The Bathurst Free Press and the Bathurst Daily Times cover the progress of our Victorian era park in quite some detail and it was the Editor of the Bathurst Free Press who was none too pleased that the park was to be originally called "Dalley Park." Initially it was named by the Bathurst Council after a man who had died in the mid 1860s. Then it seems some of the local councillors did a back flip after the newspaper was printed as well as a large group of ratepayers attending the following council meeting. In a vote 5 to 4 with Dr Richard Machattie's son Thomas, who was on council at the time abstaining from the vote, the name was changed to Machattie Park.
Both Dr Machattie and Dr Spencer even offered their own money, on loan of course, to Bathurst Council so work could begin immediately. Dr Spencer had served as a Bathurst Council Alderman for some six years as well as being Mayor in 1884, the latter being only eight years after he arrived in Bathurst to take up his practice. Costings were done and the NSW Government offered £1,000 if the community could raise a similar amount which they managed to do. The cost of the 'pond' was estimated at £300.

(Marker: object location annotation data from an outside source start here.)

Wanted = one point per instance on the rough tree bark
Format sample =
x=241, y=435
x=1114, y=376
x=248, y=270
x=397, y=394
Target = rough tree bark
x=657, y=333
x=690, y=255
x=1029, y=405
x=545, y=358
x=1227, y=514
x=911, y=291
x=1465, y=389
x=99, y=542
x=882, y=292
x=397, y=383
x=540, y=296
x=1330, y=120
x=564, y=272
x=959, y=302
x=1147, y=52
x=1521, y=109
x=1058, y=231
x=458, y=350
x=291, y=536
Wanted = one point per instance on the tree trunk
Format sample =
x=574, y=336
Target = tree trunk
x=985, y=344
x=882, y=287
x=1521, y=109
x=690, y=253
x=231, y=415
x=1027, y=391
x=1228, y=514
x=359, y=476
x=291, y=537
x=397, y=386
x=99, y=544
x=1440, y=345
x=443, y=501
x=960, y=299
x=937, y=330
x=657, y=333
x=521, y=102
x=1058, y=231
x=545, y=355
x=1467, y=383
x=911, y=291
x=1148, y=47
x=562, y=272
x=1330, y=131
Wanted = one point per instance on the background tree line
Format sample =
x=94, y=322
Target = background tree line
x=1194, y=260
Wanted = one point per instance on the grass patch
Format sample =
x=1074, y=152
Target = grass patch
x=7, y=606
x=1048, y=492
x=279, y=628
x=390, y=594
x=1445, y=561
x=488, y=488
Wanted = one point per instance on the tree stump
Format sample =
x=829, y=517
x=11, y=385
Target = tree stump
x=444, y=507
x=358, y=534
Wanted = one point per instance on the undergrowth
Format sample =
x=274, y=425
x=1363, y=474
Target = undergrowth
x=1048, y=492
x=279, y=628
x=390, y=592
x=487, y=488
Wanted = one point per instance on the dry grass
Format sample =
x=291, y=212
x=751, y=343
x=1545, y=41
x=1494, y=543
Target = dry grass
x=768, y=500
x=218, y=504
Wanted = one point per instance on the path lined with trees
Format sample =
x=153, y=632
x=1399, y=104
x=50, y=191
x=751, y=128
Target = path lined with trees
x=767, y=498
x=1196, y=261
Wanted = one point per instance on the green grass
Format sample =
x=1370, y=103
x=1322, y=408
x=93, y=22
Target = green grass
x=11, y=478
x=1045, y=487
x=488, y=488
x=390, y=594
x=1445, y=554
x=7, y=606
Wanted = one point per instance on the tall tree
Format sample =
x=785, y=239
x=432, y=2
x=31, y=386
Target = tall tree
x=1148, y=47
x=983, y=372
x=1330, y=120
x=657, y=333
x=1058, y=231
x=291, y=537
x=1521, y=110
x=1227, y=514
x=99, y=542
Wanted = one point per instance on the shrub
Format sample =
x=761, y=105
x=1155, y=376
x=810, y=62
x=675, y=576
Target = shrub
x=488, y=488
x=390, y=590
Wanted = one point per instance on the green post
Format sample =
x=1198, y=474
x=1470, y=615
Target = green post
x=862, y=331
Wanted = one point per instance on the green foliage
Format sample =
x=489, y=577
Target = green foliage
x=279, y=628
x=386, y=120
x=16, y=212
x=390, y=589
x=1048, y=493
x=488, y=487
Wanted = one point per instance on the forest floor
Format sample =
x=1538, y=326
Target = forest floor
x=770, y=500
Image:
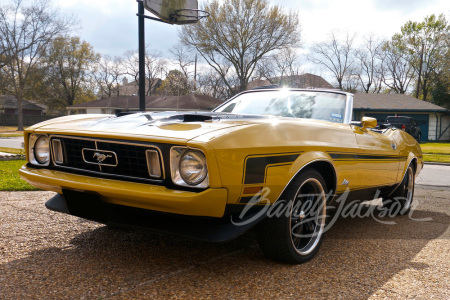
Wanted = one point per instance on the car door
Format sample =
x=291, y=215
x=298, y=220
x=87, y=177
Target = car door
x=378, y=161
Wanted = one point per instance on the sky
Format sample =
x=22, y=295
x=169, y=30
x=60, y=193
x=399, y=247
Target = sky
x=112, y=28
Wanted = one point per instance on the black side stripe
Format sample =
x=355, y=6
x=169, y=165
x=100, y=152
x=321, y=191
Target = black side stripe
x=341, y=156
x=255, y=167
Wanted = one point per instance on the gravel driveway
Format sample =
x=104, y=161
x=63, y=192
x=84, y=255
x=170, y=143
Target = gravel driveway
x=54, y=256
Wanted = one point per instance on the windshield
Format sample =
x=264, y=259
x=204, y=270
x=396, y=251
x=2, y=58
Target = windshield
x=293, y=104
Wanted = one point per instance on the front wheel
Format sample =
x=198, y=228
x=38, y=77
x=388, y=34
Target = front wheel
x=294, y=232
x=399, y=203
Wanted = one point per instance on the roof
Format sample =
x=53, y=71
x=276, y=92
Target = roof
x=393, y=102
x=185, y=102
x=9, y=101
x=306, y=80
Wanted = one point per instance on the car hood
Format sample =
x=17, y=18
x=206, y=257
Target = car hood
x=160, y=125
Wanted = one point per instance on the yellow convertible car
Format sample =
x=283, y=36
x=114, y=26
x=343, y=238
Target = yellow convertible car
x=274, y=158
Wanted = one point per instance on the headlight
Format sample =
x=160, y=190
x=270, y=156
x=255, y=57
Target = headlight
x=193, y=167
x=39, y=150
x=188, y=167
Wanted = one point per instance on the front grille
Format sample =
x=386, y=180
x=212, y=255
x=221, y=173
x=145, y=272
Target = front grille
x=130, y=159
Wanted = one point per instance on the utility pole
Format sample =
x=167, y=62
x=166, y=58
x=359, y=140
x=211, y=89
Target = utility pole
x=141, y=33
x=420, y=71
x=195, y=73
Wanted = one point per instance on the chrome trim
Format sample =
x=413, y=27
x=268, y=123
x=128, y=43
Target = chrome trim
x=112, y=175
x=31, y=142
x=113, y=142
x=202, y=185
x=97, y=151
x=161, y=167
x=313, y=161
x=53, y=142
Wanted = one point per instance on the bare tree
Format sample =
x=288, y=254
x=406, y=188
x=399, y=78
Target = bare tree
x=108, y=75
x=335, y=55
x=369, y=59
x=238, y=34
x=280, y=67
x=183, y=58
x=154, y=68
x=27, y=30
x=68, y=62
x=212, y=84
x=397, y=70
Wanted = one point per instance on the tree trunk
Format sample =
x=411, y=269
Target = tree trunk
x=19, y=112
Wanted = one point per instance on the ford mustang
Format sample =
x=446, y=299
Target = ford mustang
x=212, y=175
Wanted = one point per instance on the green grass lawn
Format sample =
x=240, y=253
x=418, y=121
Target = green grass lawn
x=436, y=152
x=10, y=179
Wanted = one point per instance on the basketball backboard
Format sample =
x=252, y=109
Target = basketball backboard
x=174, y=11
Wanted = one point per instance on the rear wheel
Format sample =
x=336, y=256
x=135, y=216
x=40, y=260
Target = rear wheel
x=295, y=235
x=399, y=203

Under the control of the Head Gardiner Mr. A.A. Patterson the pond was constructed by pick and shovel along with a horse and cart owned by Mr. B. Henderson. The latter also helped with other areas of the park. The hole was constructed in the shape of a back to front 'S' and lined with crushed granite obtained from the crusher at Kelso. Coarse river gravel and cement was applied at some time also. It took some forty loads of granite to complete the job afterwhich turf was laid around the edge allowing Mr. Patterson to report to the Council meeting in November of 1890 that the 'lake' was complete. The soil removed from the hole was placed in nominated and desired areas in the park.
It must have been an honour for Dr Spencer to have this feature named after him and he attended various openings as each park feature was completed. He also assisted with plantings in the park. Unfortunately his association with the planning and the park stopped when he died in 1893.
A metal fence was also placed around the pond which soon attracted ducks and swans that normally used the Macquarie River. When pelicans and other seabirds arrived, such as seagulls, and it was suggested that some form of shelter should be constructed. The idea was conveyed to Council several months after the pond was completed and resulted in the construction of two small low buildings.
Lake Spencer undergoes a cleanout on a fairly regular basis and has only recently been drained and cleaned. Over the years it has given up some unusual items especially during cleaning such as a set of dentures, bicycles, tools, coins, purses, wallets, credit cards, toys, and more latterly mobile phones to name a few.
For those who are observant there is a plaque (which has recently been cleaned) attached to a rock acknowledging Dr Spencer's involvement which reads "This Lake records the services of Dr. W.W. Spencer – A good citizen and one of the founders of Machattie Park."
Lake Spencer still remains extremely popular, especially with smaller children who love to feed the ducks with their bread.